Calci e pugni per derubare coetanei. Preso il leader della baby gang

Arrestato un minore straniero non accompagnato di 17 anni. Il colpo ai danni di tre vittime in corso Como

di Marianna Vazzana

MILANO

Prima le domande, all’apparenza innocue. Un pretesto per avvicinare i malcapitati. Poi, la violenza da branco: calci e pugni per spogliare le vittime di tutti gli oggetti preziosi, tra cui cellulari, soldi, indumenti e un passaporto. A distanza di 11 mesi, gli agenti dell’Unità investigazioni e prevenzione della polizia locale sono riusciti a individuare il presunto leader della gang, un diciassettenne nato in Marocco, minore straniero non accompagnato che su disposizione del gip è stato arrestato per rapine e lesioni ai danni di un altro minore, tra i tre ragazzi che quel giorno (erano le 5 dello scorso 11 febbraio) si erano ritrovati accerchiati, picchiati e derubati all’uscita di un locale in corso Como.

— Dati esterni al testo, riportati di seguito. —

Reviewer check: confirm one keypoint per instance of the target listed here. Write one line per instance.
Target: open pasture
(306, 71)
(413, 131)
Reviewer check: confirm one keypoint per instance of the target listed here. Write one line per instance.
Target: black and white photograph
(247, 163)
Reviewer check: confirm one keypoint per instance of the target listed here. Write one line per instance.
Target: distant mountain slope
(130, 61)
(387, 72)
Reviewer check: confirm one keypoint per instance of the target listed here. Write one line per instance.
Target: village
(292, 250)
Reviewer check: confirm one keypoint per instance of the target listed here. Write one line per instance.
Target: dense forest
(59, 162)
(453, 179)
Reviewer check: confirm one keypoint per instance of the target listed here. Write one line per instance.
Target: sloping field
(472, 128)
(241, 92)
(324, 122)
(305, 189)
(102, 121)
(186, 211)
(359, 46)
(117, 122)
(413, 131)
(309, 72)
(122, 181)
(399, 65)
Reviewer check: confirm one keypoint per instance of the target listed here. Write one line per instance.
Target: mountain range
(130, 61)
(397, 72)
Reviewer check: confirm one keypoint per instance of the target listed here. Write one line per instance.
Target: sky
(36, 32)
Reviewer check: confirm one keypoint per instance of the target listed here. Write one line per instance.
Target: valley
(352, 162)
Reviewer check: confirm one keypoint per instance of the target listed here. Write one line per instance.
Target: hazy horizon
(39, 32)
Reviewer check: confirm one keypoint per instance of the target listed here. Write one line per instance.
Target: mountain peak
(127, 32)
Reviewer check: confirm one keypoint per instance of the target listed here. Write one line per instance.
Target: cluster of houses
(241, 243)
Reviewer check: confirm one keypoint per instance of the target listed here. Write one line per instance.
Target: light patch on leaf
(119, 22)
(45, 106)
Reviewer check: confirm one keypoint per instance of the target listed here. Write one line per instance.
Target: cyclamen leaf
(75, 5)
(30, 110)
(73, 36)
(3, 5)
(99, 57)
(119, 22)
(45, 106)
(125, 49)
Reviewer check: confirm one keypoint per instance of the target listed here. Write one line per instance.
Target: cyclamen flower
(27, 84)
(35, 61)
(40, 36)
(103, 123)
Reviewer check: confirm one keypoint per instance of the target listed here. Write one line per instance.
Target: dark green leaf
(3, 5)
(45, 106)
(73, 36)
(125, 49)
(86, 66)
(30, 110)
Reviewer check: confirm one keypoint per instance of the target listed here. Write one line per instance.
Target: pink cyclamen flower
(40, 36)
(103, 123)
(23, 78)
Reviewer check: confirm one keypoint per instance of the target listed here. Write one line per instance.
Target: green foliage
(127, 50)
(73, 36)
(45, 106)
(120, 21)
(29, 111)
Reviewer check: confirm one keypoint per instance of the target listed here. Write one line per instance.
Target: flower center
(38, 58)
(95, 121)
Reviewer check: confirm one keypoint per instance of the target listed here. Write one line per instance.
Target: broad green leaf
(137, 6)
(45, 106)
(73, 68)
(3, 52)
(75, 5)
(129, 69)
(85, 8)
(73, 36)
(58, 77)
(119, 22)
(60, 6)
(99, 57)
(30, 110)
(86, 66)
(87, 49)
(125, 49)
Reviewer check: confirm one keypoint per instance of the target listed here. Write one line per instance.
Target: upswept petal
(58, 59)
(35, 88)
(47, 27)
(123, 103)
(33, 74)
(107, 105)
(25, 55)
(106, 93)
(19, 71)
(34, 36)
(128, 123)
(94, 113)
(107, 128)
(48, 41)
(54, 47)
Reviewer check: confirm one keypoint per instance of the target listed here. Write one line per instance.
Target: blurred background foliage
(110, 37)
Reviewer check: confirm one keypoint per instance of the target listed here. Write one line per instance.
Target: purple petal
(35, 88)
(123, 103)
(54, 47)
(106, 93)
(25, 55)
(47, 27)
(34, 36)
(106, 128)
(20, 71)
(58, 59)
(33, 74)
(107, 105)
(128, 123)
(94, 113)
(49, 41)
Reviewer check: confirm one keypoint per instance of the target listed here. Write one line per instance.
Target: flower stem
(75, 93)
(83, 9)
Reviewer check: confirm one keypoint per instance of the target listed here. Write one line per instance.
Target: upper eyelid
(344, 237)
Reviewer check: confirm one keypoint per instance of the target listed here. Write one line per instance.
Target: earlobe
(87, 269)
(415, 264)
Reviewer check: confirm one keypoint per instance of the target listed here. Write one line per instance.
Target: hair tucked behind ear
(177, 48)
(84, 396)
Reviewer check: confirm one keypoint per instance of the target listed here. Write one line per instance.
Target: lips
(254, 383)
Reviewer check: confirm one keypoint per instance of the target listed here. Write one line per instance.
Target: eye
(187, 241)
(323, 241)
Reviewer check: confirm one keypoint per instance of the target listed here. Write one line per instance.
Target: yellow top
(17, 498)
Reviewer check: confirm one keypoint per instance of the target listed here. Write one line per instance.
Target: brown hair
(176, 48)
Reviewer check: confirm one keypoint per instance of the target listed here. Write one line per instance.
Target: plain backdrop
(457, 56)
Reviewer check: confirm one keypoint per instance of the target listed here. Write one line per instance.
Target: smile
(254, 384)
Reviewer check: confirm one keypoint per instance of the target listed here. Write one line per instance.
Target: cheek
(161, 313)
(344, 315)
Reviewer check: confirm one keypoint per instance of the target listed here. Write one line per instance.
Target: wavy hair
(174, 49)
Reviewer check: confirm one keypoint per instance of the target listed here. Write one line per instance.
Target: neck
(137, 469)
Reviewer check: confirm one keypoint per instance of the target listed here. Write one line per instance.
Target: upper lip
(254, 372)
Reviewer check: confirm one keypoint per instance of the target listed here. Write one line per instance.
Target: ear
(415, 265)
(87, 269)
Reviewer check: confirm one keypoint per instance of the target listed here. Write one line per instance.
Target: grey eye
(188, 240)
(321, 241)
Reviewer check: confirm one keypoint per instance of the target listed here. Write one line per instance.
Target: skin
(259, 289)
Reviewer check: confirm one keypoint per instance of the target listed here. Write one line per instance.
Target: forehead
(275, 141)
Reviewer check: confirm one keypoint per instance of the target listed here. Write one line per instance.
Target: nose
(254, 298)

Il giovane era già stato accolto in una comunità minorile e, incurante delle regole, aveva già commesso una sfilza di reati. Prima di lui, nei mesi scorsi, erano stati fermati altri sei giovani, tutti parte della gang, cinque maggiorenni e un minorenne, per rapine e lesioni personali in concorso. Ora continuano le indagini per risalire ad altri componenti, al momento non ancora riconosciuti. In base a quanto ricostruito, all’alba dell’11 febbraio le tre vittime erano state avvicinate da un gruppo di una decina di persone che in pochi secondi erano raddoppiate. Ed è scattato il pestaggio: calci e pugni per impedire loro di reagire e poterli derubare, forti della forza del branco. Poi via con due iPhone, mazzi di chiavi, 50 euro, un passaporto, una sciarpa e un cappello.

I tre ragazzi rapinati si erano poi presentati dalla polizia locale, chiedendo aiuto anche perché feriti. Ed erano stati in grado di descrivere i loro aggressori, indicando anche gli indumenti che indossavano, tra cui un giubbotto nero e uno bianco, catarifrangente. La polizia locale si è messa sulle tracce dei presunti responsabili. La svolta è arrivata grazie a indagini parallele, scattate per un evento analogo: i ghisa sono riusciti a collegare i fatti e a identificare i presunti responsabili dei reati che, successivamente, sono stati pure riconosciuti dalle tre vittime: guardando un album con le fotografie dei sospettati, non hanno avuto dubbi.